The study found that other signs of respiratory distress, such as low arterial blood oxygen or rapid shallow breathing, were no more common in severely premature children (less than 32 weeks of gestational age) than in kids born preterm or full-term. The findings have implications for administering supportive care sooner or more intensively for severely premature children than for other infants.
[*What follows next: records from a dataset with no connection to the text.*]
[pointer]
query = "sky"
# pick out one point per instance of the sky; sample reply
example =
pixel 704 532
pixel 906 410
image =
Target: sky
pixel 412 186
The study team sought to identify clinical phenotypes of Human rhinovirus (HRV) infections in young children hospitalized for such infections. The team theorized that severely premature babies would respond differently to these infections and that their response might resemble symptoms experienced by patients with asthma. The study was published in Pediatrics and Neonatology,

"For a number of years, our team has studied responses to viruses and prematurity, especially HRV and asthma," the study lead author Dr. Geovanny Perez said. "We know that premature babies have an immune response to HRV from the epithelial cells, similar to that seen in older patients with asthma. But we wanted to address a gap in the research to better understand which children may need closer monitoring and more supportive care during their first HRV infection."

In a retrospective cross-sectional analysis, the study looked at 205 children aged 3 years or younger who were hospitalized at Children's National in 2014 with confirmed HRV infections. Of these, 71% were born full-term (more than 37 gestational weeks), 10% were preterm (32 to 37 gestational weeks) and 19% were severely premature (less than 32 gestational weeks).

Dr. Perez and his team developed a special respiratory distress scoring system based on physical findings in the children's electronic medical records to assess the degree of lower-airway obstruction or AHR and of parenchymal lung disease. The physical findings included:

  1. Wheezing;
  2. Subcostal as can occur in pneumonia;
  3. Reduced oxygen levels and
  4. Increased respiratory rate.

The research team assigned each case an overall score. The severely premature children had worse overall scores and significantly worse scores for AHR and hyperinflated lungs relative to children born late preterm or full-term.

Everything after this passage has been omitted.